Radio Review: On Wednesday's The Last Word (Today FM, Monday-Friday), Matt Cooper led with an item that sounded as if it had strayed in from Liveline or the Gerry Ryan show.
Cooper interviewed Marie Connelly, the Kildare mother of seven who spent last weekend in Mountjoy women's prison for non-payment of a €160 TV licence-related fine dating from 1997. Cooper felt the need to interject "I understand" several times as she told her story in a way that Duffy or Ryan never would - their empathy would have been implicit.
Her story began the previous Thursday with the gardaí arriving at her door looking for payment of the fine. By Saturday, the woman who lives on social welfare, including a carer's allowance for her six-year-old autistic boy, still could only come up with €80 and she was driven up to Mountjoy where she spent two nights. Connolly spoke without any sense of victimhood or dramatics, all she was concerned with was her children. She had to leave her 12-year-old in charge of the younger ones, including her autistic son and an eight-month-old baby. It was this that most concerned callers to the programme - how the instruments of the State, the guards acting on a warrant, could leave small children alone in a house. "I don't know what this country's coming to," said Cooper.
He had a chance to tease out that very question in a new slot where he interviews a different government minister every day - and maybe in his head he's doing just that, but it doesn't sound that way.
For the interviews, Cooper adopts a blokey tone that jars with his normally tight formality - referring to the Minister for Defence, Michael Smith, as "a political dead man walking" (Tuesday), calling the health service "crap" in a question to the Tánaiste (Wednesday). Maybe the matey language is an attempt to jazz up a boring idea or maybe it's to make the whole thing sound more punter friendly but the various ministers have all simply grabbed the chance to trot out personal political broadcasts - swatting away Cooper's questions only to gas on, inflated by the oxygen of airtime.
The 11 a.m. slot in the weekday summer schedule on RTÉ1 is proving to be one to listen out for, if only for the variety on offer. This week, Curiousear (RTÉ1, Tuesday), a new series presented by Ronan Kelly, was easy-going, summer stuff. The programme was made up of three feature items, a young bell ringer in Wicklow, a mini-steam train in Dublin's Marlay Park and a shop in Temple Bar where the owner's dog takes the money from shoppers and gives them back their change. Dog lovers were probably swooning with ahhs but the thought of all that dog drool sloshing around on the money made me queasy. Kelly's light touch and his experience of putting together magazine-type shows is there to be heard and this is a well-made, light entertainment show that should throw up unusual slices of Irish life as the summer goes on.
Another new series, this one on everyday inventions, The Indispensables (BBCR4, Saturday) began this week. Lynne Truss, author of Eats, Shoots and Leaves, is the presenter, and as she managed to turn a book on grammar into a bestseller, Elijah Otis's safety lift was hardly going to give her any problems.
Lifts aren't just "vertical highways", as the architect contributor called them; they're an easily understood metaphor.
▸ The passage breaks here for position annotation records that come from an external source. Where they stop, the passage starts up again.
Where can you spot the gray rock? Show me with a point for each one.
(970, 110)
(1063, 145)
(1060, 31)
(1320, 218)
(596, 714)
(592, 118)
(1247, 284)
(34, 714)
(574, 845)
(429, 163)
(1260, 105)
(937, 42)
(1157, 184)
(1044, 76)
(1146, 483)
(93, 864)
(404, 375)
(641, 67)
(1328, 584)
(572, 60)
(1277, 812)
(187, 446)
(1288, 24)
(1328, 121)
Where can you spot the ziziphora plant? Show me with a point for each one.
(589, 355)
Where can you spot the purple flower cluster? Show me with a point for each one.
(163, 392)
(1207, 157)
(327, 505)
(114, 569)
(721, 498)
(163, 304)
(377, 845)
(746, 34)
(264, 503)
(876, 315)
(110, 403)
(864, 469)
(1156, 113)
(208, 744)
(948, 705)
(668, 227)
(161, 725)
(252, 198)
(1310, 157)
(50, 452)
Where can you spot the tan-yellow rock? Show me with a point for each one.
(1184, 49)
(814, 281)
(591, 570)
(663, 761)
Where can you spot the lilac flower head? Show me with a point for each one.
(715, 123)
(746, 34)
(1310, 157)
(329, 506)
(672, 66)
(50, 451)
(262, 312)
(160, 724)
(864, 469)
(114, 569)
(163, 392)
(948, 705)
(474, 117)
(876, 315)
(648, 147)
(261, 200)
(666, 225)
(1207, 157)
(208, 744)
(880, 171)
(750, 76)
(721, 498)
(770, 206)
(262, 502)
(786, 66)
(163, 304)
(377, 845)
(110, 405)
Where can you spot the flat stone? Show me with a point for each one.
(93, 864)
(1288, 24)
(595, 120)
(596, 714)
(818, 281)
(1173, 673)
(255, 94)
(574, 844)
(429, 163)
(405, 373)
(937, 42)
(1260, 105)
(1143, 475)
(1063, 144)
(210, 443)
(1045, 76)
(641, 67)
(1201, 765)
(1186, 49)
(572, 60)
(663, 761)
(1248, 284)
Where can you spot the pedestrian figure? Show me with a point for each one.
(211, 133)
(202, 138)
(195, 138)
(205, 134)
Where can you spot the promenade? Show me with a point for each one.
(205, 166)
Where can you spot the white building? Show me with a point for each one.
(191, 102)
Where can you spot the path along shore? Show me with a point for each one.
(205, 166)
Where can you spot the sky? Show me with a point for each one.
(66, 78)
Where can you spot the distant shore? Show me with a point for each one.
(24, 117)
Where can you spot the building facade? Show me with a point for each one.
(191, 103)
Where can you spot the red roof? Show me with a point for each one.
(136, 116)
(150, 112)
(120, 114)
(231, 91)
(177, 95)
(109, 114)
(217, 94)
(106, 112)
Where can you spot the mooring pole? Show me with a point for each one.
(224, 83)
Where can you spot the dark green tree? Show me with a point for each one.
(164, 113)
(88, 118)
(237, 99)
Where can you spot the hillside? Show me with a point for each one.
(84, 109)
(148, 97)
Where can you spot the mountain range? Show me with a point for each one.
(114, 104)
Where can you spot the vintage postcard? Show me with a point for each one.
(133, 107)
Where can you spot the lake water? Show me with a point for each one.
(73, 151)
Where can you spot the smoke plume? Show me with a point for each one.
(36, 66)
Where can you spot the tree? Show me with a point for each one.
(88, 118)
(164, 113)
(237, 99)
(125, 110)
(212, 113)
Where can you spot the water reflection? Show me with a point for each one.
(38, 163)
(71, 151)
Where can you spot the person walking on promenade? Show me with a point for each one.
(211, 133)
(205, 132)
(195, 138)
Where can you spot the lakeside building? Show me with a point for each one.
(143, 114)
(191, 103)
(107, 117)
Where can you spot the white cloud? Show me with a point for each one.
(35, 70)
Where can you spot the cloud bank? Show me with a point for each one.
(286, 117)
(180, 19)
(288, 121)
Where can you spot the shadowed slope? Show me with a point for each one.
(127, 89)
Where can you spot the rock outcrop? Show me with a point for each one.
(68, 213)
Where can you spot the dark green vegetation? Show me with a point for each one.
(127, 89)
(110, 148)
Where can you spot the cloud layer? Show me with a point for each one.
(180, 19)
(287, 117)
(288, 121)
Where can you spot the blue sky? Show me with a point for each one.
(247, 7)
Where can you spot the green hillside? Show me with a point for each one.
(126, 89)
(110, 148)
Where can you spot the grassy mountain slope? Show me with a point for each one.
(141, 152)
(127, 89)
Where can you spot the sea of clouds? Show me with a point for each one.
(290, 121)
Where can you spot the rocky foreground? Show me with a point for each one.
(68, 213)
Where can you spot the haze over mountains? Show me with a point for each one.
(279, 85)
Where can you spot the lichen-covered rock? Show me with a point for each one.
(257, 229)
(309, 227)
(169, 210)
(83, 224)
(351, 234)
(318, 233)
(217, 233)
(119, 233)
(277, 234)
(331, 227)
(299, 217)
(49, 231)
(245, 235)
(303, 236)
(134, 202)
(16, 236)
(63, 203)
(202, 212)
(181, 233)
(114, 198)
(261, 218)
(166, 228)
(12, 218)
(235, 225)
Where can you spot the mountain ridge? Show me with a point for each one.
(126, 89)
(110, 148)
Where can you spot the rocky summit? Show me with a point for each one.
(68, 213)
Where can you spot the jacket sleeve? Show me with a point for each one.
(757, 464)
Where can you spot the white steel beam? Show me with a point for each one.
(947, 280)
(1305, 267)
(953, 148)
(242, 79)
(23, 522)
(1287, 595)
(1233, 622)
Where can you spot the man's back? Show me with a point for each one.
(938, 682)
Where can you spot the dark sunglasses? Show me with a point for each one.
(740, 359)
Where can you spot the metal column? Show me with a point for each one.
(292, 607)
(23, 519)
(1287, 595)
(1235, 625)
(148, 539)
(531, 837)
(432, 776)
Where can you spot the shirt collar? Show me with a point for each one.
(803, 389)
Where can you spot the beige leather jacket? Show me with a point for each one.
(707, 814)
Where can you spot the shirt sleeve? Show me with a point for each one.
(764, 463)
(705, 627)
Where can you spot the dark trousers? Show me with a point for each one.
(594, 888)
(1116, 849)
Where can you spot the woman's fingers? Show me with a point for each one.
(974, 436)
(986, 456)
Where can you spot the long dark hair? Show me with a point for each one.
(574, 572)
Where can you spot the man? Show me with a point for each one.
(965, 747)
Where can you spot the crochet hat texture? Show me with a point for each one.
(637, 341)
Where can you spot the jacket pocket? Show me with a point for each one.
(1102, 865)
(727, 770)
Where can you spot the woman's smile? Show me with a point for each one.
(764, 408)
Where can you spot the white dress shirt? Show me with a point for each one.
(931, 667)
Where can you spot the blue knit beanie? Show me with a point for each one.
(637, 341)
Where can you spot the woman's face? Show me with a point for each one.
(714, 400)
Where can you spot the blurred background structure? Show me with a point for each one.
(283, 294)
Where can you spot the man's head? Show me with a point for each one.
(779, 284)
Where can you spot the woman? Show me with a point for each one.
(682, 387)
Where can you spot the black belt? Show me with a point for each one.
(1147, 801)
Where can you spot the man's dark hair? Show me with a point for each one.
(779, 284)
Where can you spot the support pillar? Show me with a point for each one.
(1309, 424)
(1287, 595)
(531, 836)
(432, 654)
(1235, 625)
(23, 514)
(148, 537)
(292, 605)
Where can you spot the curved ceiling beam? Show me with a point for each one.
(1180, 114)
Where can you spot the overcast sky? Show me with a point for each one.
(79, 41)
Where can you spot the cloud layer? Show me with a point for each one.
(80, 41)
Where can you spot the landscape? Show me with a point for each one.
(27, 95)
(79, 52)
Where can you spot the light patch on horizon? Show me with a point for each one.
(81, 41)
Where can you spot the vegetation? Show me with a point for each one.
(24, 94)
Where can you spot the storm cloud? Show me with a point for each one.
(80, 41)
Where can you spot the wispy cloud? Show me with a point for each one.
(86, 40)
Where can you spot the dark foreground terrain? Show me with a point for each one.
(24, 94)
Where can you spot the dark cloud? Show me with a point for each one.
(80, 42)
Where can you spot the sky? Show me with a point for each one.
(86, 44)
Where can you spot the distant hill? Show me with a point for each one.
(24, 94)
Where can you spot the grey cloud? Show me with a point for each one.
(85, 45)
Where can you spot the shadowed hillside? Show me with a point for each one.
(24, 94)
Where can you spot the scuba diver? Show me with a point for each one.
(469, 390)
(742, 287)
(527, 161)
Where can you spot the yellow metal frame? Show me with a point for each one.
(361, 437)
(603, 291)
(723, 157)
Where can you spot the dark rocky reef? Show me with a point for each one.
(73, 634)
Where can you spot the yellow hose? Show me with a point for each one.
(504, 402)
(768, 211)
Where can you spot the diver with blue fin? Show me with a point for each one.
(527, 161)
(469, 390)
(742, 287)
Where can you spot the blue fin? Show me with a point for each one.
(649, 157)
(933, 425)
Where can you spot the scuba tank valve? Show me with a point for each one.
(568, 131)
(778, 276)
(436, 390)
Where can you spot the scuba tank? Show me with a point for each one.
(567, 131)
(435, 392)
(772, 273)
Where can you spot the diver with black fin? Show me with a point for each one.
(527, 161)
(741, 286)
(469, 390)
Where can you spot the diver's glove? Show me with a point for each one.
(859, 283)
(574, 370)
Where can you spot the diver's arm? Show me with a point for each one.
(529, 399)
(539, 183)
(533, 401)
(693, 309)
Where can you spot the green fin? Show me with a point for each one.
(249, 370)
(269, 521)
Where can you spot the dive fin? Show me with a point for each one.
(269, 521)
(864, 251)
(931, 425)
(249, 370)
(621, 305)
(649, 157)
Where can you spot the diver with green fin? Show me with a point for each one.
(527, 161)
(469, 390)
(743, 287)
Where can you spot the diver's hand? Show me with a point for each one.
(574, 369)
Apparently one of the reasons so many of us are nervous in lifts is that the idea of being suspended by a wire rope in a sealed metal box over a deep black hole is a bit too close to the image of a coffin plunging into hell for our unconscious minds to happily handle. That's according to Martin Raymond, who has one of those curious 21st century jobs as a "lifestyle analyst". Author Anne Enright described a lift "as a machine like a toaster that loves suspense, there's always the sudden feeling that anything could happen". The thing of course is that nothing much ever does - despite the Hollywood-invented equation of elevator plus cruel twist of fate equals white-knuckle drama. Lifts may, however, get more exciting in the future - a building set to open later this year in Taiwan has lifts that go travel at 40 miles per hour. Now all that has to be sorted is the descending speed, which can't be too fast without "violating inner ear protocol". And speaking of such violations I didn't make it to the radio to switch off John Creedon (RTÉ1 daily) - usually I'm like Fanny Blankers-Coen hurdling over furniture to get there in time - so on Tuesday my inner ear had to cope with the most cringe worthy intro of the week: "It's Johnny C back at the mic, and mad for action." That extra half hour of broadcast time he's been given as a filler during the summer is clearly an elevation too far.